Douching is one of the most impactful. It strips away protective Lactobacillus bacteria and alters vaginal pH. In one study, bacterial vaginosis (a condition reflecting disrupted vaginal flora) was found in 50.8% of women who douched, compared to 28.2% of women who didn’t. While bacterial vaginosis and yeast infections aren’t the same thing, they share a common precondition: a depleted population of protective bacteria.
Scented feminine products also play a role. Gel sanitizers, feminine wipes, and scented washes have been associated with higher rates of both bacterial vaginosis and yeast infections. The causal direction isn’t perfectly clear in every case, since some women start using these products in response to symptoms, but the association is consistent enough to take seriously. Cleansers with simple, natural ingredients and a pH close to vaginal pH (around 3.8 to 4.5) perform better for maintaining a healthy environment.

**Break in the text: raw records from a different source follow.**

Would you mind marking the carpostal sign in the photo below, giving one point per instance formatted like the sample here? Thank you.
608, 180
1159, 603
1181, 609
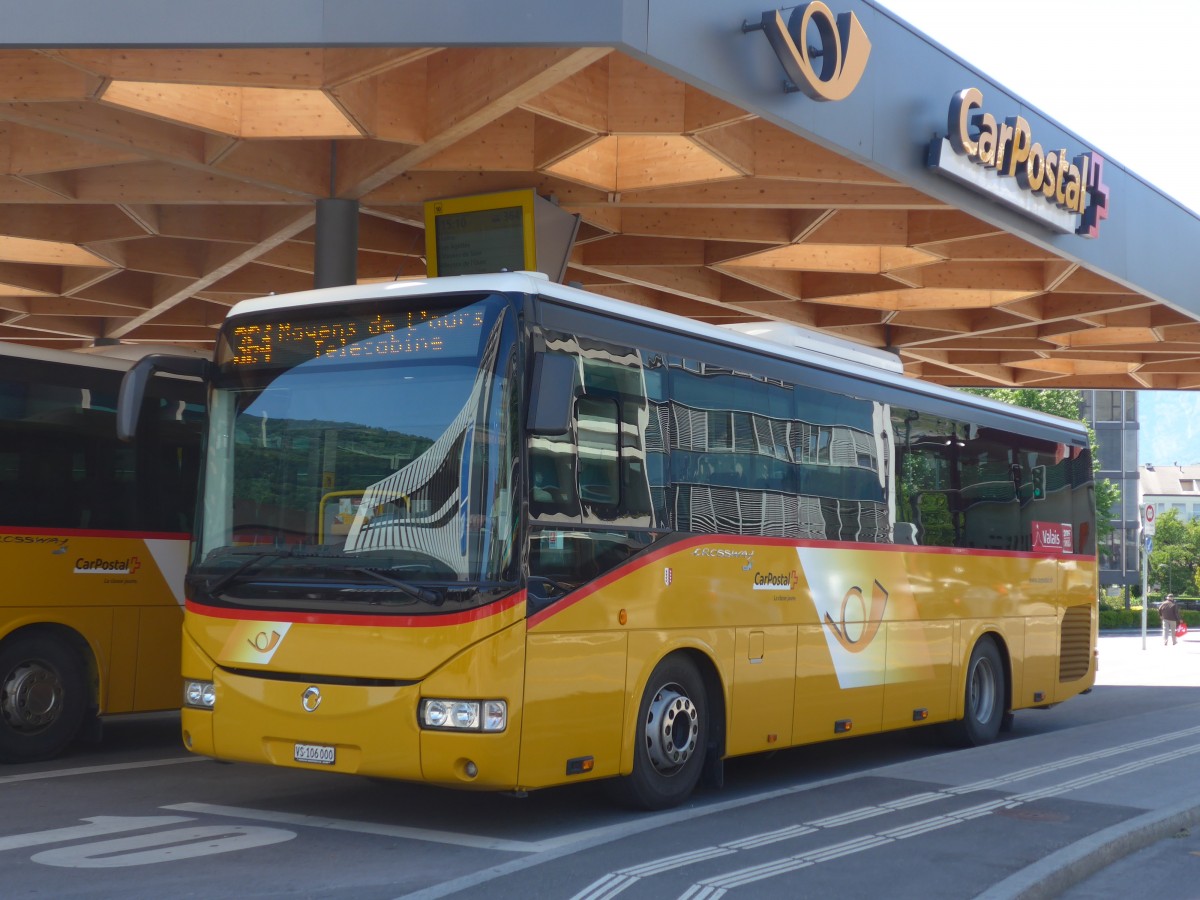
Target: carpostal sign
1063, 192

What you wear matters too. Non-breathable panty liners and tight underwear increase temperature, humidity, and pH in the vulvar area, all of which favor yeast growth. One study found that 60% of women diagnosed with disrupted vaginal flora preferred tight underwear, while 72 to 82% of healthy women chose loose-fitting options. Breathable fabrics like cotton and looser fits help keep the microclimate closer to its natural state.
Antibiotics and Medications
Antibiotics are one of the most common triggers for yeast infections because they kill Lactobacillus along with whatever infection they’re targeting. A single course of broad-spectrum antibiotics can dramatically reduce your protective bacteria, giving Candida room to expand. If your yeast infections consistently follow antibiotic use, this is almost certainly the mechanism. Talking to your prescriber about narrower-spectrum options or shorter courses when appropriate can help, as can being proactive about supporting your vaginal flora during and after treatment.
Immunosuppressive medications, including corticosteroids, also increase susceptibility by dampening the immune response that normally keeps Candida in check.
When Treatment Stops Working
If you’ve treated multiple infections and they keep coming back, antifungal resistance is worth considering. The CDC notes that fluconazole resistance is a growing concern in vaginal yeast infections specifically. While resistance rates for the most common species remain relatively low, they’re climbing for certain Candida species. Some infections that seem to resist standard treatment may actually be caused by a less common Candida species that’s naturally less responsive to fluconazole.
If over-the-counter treatments aren’t resolving your symptoms, getting a culture rather than relying on a clinical diagnosis alone can identify the exact species involved and determine which treatments it responds to. This is especially important if you’ve had four or more infections in a year or if your symptoms don’t fully clear with standard treatment.
Identifying Your Personal Pattern
Because so many factors overlap, the most useful thing you can do is track your infections and look for patterns. Note where you are in your menstrual cycle, whether you recently took antibiotics, what products you’ve been using, and whether your diet or stress levels have changed. A few months of tracking often reveals a clear trigger that you can address directly.
If no obvious lifestyle factor stands out, it’s worth getting your fasting blood glucose and HbA1c tested to rule out a blood sugar component. For infections that recur despite addressing every identifiable trigger, the underlying cause may be genetic or immunological, and longer-term suppressive treatment strategies exist for exactly this situation.